North Korea, to put it gently, has played U.S. diplomats—and several presidents—like the proverbial violin. Former president Jimmy Carter’s 1994 visit to Pyongyang is just one of these cases. Traveling there against the wishes of President Clinton, Carter came back with news that the North was ready to make a deal, and would stay within the Nonproliferation Treaty. Indeed—but on its terms, not ours.

When State Department diplomat Robert Gallucci returned to the U.S. after signing the Agreed Framework that laid out the U.S.-North Korea deal President Carter had worked out, the Americans assumed that the crisis had passed. After all, North Korea had committed to shut down its Yongbyon facility, whose design and operation facilitated production of weapons-grade plutonium. Pyongyang also agreed to use plutonium fuel for commercial reactor production only. In return the U.S. agreed to supply the North with two light-water nuclear reactors designed to be less usable for proliferation (that is, plutonium production). The U.S. also threw in fuel oil to help the North meet its domestic energy need.

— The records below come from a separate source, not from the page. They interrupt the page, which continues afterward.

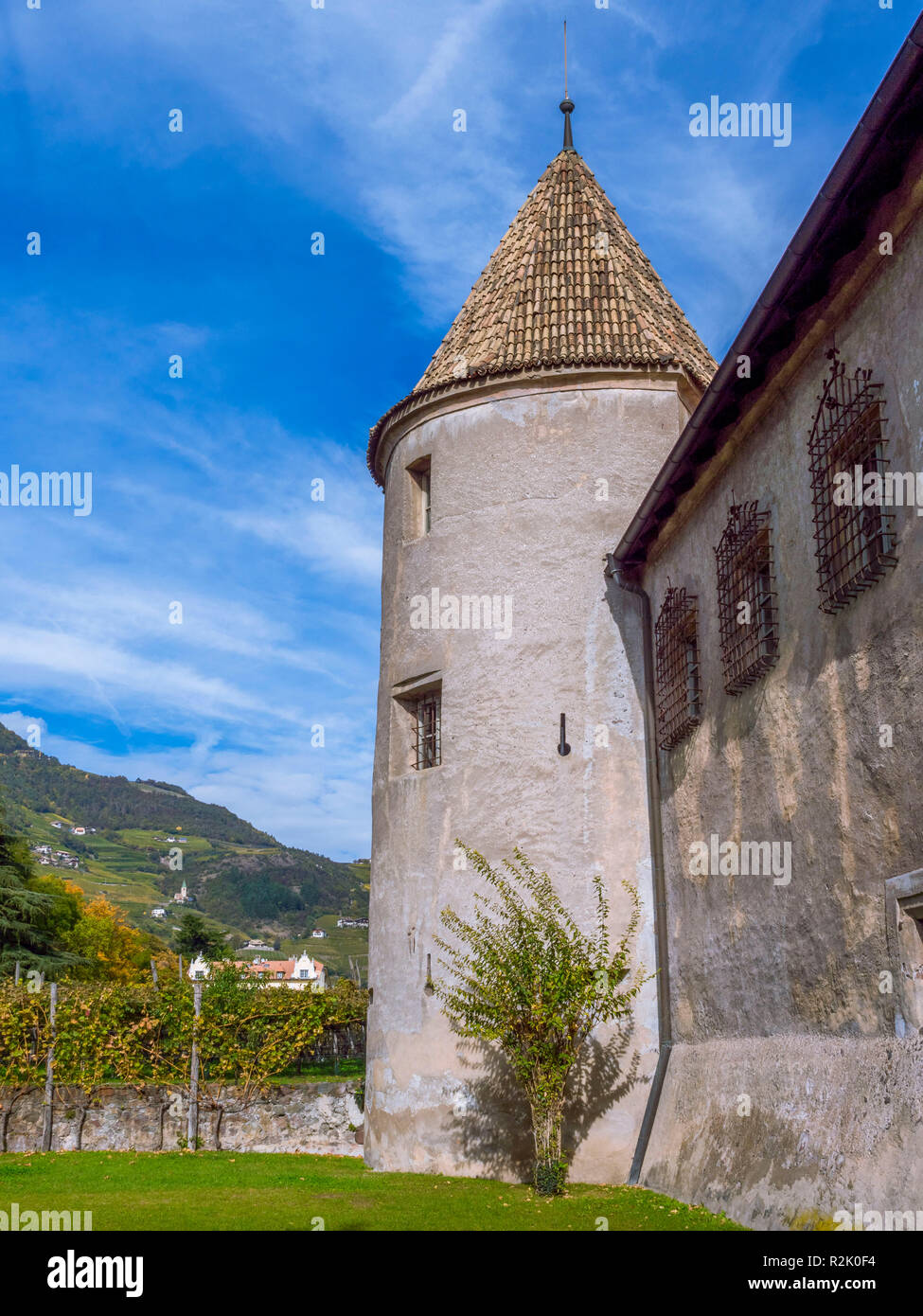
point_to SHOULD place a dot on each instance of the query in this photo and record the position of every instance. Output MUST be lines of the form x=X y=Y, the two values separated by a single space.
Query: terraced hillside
x=142 y=840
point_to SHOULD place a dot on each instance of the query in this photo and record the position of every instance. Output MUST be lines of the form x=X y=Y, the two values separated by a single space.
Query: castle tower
x=508 y=472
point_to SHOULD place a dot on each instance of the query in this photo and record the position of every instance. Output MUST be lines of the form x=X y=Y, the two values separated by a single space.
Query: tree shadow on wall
x=495 y=1128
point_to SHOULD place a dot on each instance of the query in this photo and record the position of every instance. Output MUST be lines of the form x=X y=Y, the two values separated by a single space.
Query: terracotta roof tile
x=568 y=286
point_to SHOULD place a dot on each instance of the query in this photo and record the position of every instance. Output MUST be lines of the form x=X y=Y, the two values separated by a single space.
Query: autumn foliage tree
x=525 y=978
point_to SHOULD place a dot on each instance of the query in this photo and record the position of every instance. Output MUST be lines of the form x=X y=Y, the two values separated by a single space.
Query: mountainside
x=144 y=839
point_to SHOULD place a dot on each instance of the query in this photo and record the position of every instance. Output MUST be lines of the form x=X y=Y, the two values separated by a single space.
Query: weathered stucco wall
x=515 y=512
x=798 y=756
x=290 y=1117
x=834 y=1121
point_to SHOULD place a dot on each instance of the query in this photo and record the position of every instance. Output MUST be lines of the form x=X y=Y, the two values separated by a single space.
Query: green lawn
x=232 y=1190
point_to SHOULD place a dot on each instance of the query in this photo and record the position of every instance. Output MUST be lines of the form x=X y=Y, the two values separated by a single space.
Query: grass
x=233 y=1191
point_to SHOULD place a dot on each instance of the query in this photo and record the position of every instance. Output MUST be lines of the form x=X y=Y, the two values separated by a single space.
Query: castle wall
x=781 y=992
x=515 y=513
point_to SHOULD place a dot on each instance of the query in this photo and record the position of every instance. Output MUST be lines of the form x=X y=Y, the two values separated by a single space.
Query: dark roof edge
x=794 y=273
x=486 y=374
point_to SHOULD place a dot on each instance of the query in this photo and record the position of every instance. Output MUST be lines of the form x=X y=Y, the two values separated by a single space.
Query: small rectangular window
x=747 y=606
x=678 y=694
x=420 y=479
x=430 y=731
x=855 y=541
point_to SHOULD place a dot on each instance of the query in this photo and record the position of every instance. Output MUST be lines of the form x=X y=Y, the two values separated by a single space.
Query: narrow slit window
x=420 y=482
x=855 y=542
x=747 y=603
x=678 y=691
x=428 y=731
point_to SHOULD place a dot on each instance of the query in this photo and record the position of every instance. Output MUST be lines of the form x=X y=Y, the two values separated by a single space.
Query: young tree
x=110 y=949
x=529 y=981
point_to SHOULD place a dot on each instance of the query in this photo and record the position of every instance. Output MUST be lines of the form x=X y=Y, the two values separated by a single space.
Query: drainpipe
x=616 y=570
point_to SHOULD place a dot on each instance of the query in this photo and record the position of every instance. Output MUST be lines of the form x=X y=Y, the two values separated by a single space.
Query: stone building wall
x=319 y=1117
x=514 y=513
x=781 y=992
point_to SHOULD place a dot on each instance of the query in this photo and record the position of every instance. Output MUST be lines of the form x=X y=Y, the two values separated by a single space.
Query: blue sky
x=300 y=120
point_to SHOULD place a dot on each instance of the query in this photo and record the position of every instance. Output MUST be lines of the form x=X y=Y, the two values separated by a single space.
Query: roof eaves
x=720 y=403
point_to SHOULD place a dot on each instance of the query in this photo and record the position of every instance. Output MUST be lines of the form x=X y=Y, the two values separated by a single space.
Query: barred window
x=747 y=606
x=678 y=692
x=430 y=729
x=855 y=543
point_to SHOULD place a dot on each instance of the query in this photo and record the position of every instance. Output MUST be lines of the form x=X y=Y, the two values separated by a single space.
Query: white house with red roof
x=302 y=972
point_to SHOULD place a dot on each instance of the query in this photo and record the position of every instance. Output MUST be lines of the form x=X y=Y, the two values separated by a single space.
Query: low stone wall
x=832 y=1121
x=320 y=1117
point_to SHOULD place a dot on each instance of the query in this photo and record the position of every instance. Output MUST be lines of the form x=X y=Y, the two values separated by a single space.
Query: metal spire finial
x=566 y=104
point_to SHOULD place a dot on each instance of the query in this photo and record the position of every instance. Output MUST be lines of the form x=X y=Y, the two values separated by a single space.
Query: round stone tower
x=508 y=708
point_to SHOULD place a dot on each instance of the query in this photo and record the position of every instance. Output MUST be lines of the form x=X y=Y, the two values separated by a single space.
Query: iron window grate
x=678 y=692
x=855 y=545
x=747 y=603
x=428 y=748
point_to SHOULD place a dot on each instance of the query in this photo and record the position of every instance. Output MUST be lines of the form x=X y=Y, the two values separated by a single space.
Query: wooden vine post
x=192 y=1127
x=49 y=1074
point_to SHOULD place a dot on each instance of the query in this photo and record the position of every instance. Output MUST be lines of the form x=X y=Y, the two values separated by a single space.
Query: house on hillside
x=300 y=974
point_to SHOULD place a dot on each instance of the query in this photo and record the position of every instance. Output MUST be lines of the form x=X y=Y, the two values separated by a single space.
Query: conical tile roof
x=568 y=286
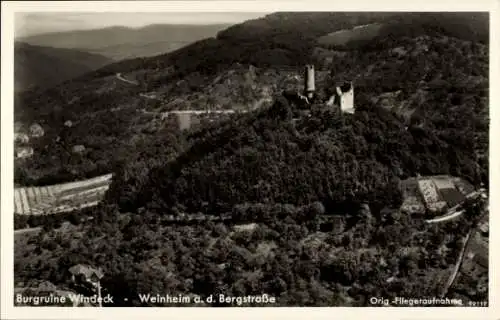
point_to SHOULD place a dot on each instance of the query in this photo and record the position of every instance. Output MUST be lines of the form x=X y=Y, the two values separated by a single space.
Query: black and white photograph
x=259 y=158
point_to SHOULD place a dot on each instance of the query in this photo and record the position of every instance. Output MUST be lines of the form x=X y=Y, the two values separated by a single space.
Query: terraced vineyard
x=61 y=197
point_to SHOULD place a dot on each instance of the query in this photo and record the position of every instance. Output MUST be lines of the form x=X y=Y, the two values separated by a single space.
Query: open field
x=61 y=197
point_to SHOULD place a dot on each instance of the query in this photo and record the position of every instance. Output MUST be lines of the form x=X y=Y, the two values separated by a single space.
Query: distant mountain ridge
x=37 y=66
x=119 y=43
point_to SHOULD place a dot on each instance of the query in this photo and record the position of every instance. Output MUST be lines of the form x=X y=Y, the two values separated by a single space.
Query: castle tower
x=309 y=86
x=345 y=93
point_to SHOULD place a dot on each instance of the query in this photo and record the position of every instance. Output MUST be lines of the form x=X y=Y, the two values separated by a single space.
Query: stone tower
x=309 y=86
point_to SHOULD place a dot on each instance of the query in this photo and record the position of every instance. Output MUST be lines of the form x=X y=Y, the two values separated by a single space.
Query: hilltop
x=432 y=80
x=37 y=66
x=119 y=43
x=275 y=173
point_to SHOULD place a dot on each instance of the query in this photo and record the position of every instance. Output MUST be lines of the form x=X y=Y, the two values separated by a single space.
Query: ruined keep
x=309 y=85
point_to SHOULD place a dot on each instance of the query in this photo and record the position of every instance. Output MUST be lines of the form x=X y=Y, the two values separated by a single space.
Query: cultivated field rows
x=61 y=197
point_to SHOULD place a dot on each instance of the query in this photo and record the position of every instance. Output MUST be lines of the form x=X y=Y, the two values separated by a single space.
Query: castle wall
x=347 y=101
x=309 y=81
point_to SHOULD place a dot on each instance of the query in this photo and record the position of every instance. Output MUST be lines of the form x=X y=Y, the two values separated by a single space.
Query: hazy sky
x=36 y=23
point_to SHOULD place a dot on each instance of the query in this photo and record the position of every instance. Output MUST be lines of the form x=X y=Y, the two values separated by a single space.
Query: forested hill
x=421 y=108
x=429 y=73
x=327 y=157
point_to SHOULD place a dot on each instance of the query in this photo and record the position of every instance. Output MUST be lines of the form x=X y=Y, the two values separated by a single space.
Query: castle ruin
x=309 y=85
x=342 y=97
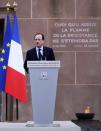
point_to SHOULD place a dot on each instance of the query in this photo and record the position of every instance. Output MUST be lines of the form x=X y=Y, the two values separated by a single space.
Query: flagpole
x=5 y=97
x=17 y=103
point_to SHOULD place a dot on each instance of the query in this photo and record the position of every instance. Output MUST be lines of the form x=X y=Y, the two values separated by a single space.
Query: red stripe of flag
x=16 y=84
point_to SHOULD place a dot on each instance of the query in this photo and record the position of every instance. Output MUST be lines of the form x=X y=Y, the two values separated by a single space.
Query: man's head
x=39 y=39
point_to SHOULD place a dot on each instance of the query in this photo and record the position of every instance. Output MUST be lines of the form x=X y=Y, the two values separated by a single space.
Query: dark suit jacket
x=31 y=55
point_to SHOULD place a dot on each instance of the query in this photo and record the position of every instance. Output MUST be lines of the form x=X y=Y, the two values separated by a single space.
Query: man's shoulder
x=47 y=48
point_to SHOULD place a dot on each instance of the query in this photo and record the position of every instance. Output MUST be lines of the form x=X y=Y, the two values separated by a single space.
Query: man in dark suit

Needless to say, North Korea deceived inspectors over the next eight years, as it clandestinely diverted fuel for a bomb. Its October 4, 2002, statement to U.S. diplomats that it had developed a uranium-enrichment capability for a bomb was not sufficient to convince the Bush administration that the North had in fact joined the nuclear club, but it led to the suspension of nuclear cooperation on November 21.

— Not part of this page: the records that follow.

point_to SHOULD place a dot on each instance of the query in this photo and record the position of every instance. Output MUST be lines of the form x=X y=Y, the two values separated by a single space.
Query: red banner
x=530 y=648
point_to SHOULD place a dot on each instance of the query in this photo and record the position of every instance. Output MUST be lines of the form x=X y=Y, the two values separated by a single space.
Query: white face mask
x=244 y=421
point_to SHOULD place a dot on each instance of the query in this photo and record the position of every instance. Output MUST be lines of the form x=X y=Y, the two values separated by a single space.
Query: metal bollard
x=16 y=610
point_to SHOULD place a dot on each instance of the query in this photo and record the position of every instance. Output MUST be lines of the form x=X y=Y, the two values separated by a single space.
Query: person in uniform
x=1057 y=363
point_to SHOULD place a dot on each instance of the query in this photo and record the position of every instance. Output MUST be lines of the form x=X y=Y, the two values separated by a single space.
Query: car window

Less than a month later, the North announced it would restart its Yongbyon facility, and it formally announced its withdrawal from the Nonproliferation Treaty at the start of 2003. Its underground atomic test in October 2006 proved that the world’s nuclear club had a new member.

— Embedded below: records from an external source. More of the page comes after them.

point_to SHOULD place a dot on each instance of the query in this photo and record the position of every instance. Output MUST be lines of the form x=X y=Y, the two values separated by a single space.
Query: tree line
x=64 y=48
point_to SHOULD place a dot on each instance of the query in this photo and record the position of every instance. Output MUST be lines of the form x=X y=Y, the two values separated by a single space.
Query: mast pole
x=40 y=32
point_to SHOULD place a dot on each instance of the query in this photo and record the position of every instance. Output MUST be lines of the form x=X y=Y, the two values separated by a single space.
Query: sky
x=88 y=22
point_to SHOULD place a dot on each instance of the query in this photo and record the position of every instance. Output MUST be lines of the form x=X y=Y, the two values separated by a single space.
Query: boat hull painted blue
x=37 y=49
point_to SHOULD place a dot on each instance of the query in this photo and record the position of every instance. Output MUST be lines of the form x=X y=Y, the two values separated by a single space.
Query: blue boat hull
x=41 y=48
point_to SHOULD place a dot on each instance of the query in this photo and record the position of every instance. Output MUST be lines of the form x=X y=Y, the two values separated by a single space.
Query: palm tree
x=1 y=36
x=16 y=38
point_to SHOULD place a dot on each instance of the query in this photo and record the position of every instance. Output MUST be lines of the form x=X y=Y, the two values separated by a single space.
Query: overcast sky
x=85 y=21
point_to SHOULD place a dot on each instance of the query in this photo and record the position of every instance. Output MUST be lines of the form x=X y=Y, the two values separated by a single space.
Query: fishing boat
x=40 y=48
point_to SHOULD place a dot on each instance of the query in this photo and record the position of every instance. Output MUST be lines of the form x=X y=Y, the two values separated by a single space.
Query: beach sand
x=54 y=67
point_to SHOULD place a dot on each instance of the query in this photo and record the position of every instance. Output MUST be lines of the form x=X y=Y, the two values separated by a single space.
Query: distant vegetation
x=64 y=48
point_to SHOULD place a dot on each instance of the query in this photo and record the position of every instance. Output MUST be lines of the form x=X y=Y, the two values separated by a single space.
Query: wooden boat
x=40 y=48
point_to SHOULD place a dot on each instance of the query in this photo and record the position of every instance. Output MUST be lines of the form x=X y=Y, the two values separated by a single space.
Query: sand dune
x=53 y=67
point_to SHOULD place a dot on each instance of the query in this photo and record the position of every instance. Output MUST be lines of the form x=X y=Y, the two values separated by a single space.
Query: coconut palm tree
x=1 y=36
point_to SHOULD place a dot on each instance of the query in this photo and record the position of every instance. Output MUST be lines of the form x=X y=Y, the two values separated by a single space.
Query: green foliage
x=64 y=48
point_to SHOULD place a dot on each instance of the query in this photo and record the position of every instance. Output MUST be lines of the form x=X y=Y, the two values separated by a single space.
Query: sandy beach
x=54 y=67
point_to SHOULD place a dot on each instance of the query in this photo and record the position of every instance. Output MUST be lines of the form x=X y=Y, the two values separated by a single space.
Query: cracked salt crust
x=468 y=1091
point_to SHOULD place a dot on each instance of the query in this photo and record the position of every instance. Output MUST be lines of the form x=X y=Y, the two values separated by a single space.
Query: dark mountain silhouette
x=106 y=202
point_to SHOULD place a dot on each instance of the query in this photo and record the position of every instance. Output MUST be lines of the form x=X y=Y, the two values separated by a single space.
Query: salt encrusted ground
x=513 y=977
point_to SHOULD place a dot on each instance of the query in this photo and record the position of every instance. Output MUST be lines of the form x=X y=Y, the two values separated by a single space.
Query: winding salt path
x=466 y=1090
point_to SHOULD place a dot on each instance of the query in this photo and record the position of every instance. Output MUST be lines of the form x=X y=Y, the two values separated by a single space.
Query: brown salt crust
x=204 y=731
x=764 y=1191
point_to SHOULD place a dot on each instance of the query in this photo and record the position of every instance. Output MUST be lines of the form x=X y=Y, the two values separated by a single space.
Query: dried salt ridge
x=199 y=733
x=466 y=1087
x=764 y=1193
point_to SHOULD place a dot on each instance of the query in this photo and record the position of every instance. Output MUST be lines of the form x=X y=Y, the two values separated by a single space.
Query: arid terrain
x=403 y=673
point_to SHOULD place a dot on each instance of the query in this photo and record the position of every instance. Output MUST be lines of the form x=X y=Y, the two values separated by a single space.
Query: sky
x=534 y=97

Yet this reality only intensified U.S. diplomatic efforts—at times via the “six-party talks” that added South Korea, Japan, China, and Russia as parties—to tame the North’s nuclear program. Carrot and stick diplomacy followed, with, as ever in such talks with bad guys, more carrot than stick. In 2007 the U.S. unfroze $25 million of assets on Pyongyang’s promise that the money would be used for humanitarian purposes. In 2007 North and South Korea agreed to hold talks aimed at a final formal peace treaty to officially end the Korean War.
53
On October 11, 2008, the Bush State Department took North Korea off the terrorism list, making it eligible for more aid.

The North responded to these gracious gestures early in 2009, conducting a series of long-range missile tests of multistage missiles, including one shot fired over Japan, towards Hawaii (though landing short of it). Pyongyang also seized two journalists who had wandered over the 38th parallel dividing the two Koreas, holding them for 140 days. It took a personal visit from former president Clinton to obtain their release, thus saving them from a show trial and many years in prison. And in May 2009 it conducted a second underground nuclear test, one more powerful than its first, though generally believed to be less powerful than the 14-kiloton Hiroshima blast—the North’s designs remain rudimentary. As this book went to press the North was preparing to conduct its third nuclear test. Or it may be a fifth test, given that monitoring equipment has suggested, though analysts have been unable to confirm, that tests have taken place twice since its second test. This uncertainty shows that nuclear forensic detection is far from guaranteed to detect clandestine activity.